Mobilising support for a malaria-free future

This video, from the Malaria Consortium's YouTube channel, is an excellent summary of the progress made to address this disease, as well as the key challenges that remain:

 "Fifteen years ago, malaria killed a child every 30 seconds. Under the Millennium Development Goals, however, considerable progress has been made in preventing, diagnosing and treating malaria. As a result, deaths have fallen by 60 percent.

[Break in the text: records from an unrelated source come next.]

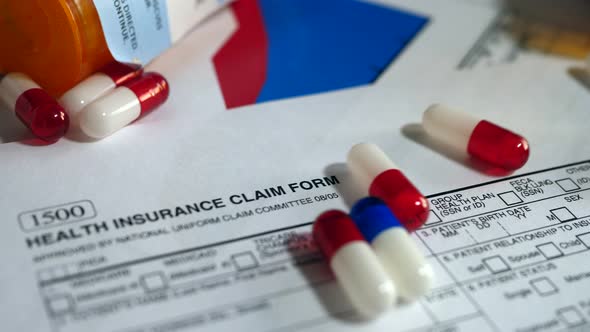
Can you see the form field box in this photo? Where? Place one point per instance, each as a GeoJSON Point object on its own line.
{"type": "Point", "coordinates": [550, 250]}
{"type": "Point", "coordinates": [563, 214]}
{"type": "Point", "coordinates": [60, 304]}
{"type": "Point", "coordinates": [45, 274]}
{"type": "Point", "coordinates": [496, 264]}
{"type": "Point", "coordinates": [244, 260]}
{"type": "Point", "coordinates": [567, 184]}
{"type": "Point", "coordinates": [433, 218]}
{"type": "Point", "coordinates": [510, 198]}
{"type": "Point", "coordinates": [571, 316]}
{"type": "Point", "coordinates": [544, 286]}
{"type": "Point", "coordinates": [585, 238]}
{"type": "Point", "coordinates": [154, 281]}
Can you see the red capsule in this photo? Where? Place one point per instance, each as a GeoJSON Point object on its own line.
{"type": "Point", "coordinates": [44, 117]}
{"type": "Point", "coordinates": [381, 178]}
{"type": "Point", "coordinates": [479, 138]}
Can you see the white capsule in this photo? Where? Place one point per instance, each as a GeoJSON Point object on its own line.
{"type": "Point", "coordinates": [449, 126]}
{"type": "Point", "coordinates": [98, 85]}
{"type": "Point", "coordinates": [481, 139]}
{"type": "Point", "coordinates": [399, 254]}
{"type": "Point", "coordinates": [123, 105]}
{"type": "Point", "coordinates": [357, 269]}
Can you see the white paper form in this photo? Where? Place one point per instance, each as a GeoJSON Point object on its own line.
{"type": "Point", "coordinates": [166, 227]}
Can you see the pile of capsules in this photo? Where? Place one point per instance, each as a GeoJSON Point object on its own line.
{"type": "Point", "coordinates": [99, 105]}
{"type": "Point", "coordinates": [370, 250]}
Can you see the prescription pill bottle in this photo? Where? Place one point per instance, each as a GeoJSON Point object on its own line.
{"type": "Point", "coordinates": [56, 42]}
{"type": "Point", "coordinates": [60, 42]}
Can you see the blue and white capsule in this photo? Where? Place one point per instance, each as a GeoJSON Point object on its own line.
{"type": "Point", "coordinates": [398, 253]}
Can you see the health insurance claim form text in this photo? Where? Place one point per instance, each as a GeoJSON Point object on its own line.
{"type": "Point", "coordinates": [509, 255]}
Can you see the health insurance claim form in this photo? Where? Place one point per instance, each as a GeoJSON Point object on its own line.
{"type": "Point", "coordinates": [509, 252]}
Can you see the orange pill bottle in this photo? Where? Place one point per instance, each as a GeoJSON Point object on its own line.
{"type": "Point", "coordinates": [56, 42]}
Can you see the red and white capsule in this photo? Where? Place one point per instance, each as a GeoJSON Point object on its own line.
{"type": "Point", "coordinates": [124, 105]}
{"type": "Point", "coordinates": [479, 138]}
{"type": "Point", "coordinates": [381, 178]}
{"type": "Point", "coordinates": [97, 85]}
{"type": "Point", "coordinates": [34, 107]}
{"type": "Point", "coordinates": [356, 267]}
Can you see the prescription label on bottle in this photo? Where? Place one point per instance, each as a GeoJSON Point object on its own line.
{"type": "Point", "coordinates": [139, 31]}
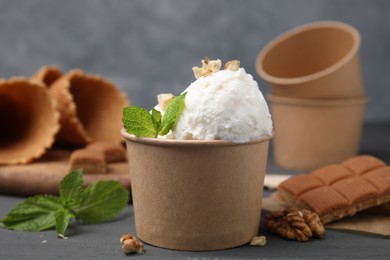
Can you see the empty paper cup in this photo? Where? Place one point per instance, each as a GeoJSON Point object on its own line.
{"type": "Point", "coordinates": [196, 195]}
{"type": "Point", "coordinates": [29, 120]}
{"type": "Point", "coordinates": [310, 133]}
{"type": "Point", "coordinates": [316, 60]}
{"type": "Point", "coordinates": [90, 108]}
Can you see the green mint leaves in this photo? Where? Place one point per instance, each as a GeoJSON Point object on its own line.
{"type": "Point", "coordinates": [97, 203]}
{"type": "Point", "coordinates": [139, 122]}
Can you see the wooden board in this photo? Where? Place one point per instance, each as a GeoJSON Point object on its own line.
{"type": "Point", "coordinates": [43, 176]}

Now, under the ambitious Sustainable Development Goals, we are aiming to reduce malaria cases and deaths by a further 90 percent by 2030."

Reply

  • Kimbute Omari Kimbute 16 Oct 2016

    Fighting malaria in third world countries is a challenge.The reduction in both mortality and morbidity from malaria visible not only from heath researchers but even the residents of rural communities who were in past heavily affected.
    I have been working in rural communities for the past fifteen years and the seen achievement can be attributed by many factors.
    In 2001 in rural Tanzania the only Radio that was reaching the rural communities was the Government owned Radio Tanzania.The Television station were very few and mainly at the towns and the technology of satelite dishes were not known.
    Infrastructures were poor and going to the urban was not smooth.
    On education most of the children ended up with only primary education and very few joined secondary school.
    Two years ago I went back to same communities and there was a dramatic changes,FM radios all over,Television station were reaching even the areas far away from the towns by using solar power.Every ward had built a secondary school and those completing secondary are increasing.The improvements of roads allows exchanges of ideas and technology between rural and urban communities.
    In summary the increase in awareness through media,increased knowledge and the interaction between the communities had contributed to these improvement.Let us hope that man made catastrophes such as wars does not halt these great achievements.